Un système fragilisé à sauvegarder
Cette réforme attendue devrait s’articuler autour de plusieurs axes majeurs et ce, par la clarification des obligations financières de la CNAM, l’instauration de délais de remboursement raisonnables et respectés, ainsi que la mise en place de mécanismes de suivi et de contrôle efficaces. À cela s’ajoute la nécessité d’un dialogue permanent et institutionnalisé entre la Caisse, les syndicats professionnels et les autorités de tutelle, afin d’anticiper les crises plutôt que d’y répondre dans l’urgence. Pour les médecins comme pour l’ensemble des prestataires de soins, il ne s’agit pas de remettre en cause le principe de la couverture sociale solidaire, auquel ils demeurent profondément attachés, mais bien de sauvegarder un système fragilisé par des dysfonctionnements structurels. La multiplication des retards de paiement et l’accumulation des créances non réglées menacent non seulement l’équilibre financier des cabinets médicaux, mais aussi la qualité et la continuité des soins offerts aux assurés sociaux.

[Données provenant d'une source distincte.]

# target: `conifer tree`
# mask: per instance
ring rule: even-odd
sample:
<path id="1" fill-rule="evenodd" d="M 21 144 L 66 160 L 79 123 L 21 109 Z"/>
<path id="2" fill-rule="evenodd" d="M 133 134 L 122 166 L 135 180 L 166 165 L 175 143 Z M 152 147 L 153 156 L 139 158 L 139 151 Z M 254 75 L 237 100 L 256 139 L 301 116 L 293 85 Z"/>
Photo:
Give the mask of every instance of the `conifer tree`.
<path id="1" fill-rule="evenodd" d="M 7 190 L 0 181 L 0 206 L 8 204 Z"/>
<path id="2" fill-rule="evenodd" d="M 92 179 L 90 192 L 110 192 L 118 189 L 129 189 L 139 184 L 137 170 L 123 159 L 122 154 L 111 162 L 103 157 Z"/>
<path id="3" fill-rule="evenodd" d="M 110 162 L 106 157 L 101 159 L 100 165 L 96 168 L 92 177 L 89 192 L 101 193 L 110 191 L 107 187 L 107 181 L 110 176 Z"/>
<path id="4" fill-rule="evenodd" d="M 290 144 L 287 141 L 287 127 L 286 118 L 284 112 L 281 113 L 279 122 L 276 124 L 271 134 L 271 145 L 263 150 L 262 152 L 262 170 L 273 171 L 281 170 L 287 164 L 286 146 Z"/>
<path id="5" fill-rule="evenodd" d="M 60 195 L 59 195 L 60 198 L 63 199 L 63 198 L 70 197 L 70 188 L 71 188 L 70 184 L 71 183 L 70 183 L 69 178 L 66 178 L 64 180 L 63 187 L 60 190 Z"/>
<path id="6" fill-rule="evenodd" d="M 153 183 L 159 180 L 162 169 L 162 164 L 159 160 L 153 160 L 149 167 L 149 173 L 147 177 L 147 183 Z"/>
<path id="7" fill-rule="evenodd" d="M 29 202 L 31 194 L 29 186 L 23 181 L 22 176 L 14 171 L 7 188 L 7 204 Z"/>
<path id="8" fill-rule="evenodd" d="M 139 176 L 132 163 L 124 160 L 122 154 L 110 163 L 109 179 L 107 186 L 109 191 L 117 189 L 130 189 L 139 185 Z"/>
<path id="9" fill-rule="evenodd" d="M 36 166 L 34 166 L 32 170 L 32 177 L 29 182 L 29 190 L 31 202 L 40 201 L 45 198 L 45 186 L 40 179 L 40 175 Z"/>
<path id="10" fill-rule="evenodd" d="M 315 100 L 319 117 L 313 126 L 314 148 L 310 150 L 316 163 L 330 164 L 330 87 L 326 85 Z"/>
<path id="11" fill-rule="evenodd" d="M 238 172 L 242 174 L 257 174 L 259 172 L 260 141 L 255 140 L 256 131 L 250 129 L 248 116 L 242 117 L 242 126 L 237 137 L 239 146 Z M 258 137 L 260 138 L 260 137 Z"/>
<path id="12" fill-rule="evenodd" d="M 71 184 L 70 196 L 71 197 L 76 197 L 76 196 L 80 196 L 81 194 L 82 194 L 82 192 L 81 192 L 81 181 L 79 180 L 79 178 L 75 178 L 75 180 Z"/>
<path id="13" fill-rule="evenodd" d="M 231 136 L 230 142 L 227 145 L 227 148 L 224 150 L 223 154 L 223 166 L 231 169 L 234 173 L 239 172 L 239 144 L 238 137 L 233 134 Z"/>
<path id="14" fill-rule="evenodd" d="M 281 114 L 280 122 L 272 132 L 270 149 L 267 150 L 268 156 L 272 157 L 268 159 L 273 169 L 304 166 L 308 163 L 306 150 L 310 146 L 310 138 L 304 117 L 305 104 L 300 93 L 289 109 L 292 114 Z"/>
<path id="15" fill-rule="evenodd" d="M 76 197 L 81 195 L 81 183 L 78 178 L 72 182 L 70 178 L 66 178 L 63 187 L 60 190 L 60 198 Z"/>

Système de soins conformes aux exigences de l’équité sociale
Au-delà des revendications sectorielles, l’enjeu est fondamentalement social et national. Pour cela, il n’y a pas de baguette magique ou de solution miracle. Cela nécessite une volonté commune afin de garantir un accès équitable aux soins et constitue l’un des piliers de l’État social, tel que prôné par le Président de la République Kaïs Saïed, pour qui la justice sociale ne saurait se limiter aux discours, mais doit se traduire par des politiques publiques efficaces et justes. Préserver la santé du citoyen, en particulier des catégories les plus vulnérables, impose d’éviter à tout prix une crise durable du système de sécurité sociale. Réformer la CNAM, c’est non seulement protéger les droits des prestataires, mais surtout défendre le droit constitutionnel des Tunisiens à des soins dignes, accessibles et équitables. Dans ce sens, la refonte du partenariat entre la CNAM et les professionnels de santé apparaît comme une étape incontournable vers un système plus solidaire, plus équilibré et plus conforme aux exigences de l’équité sociale.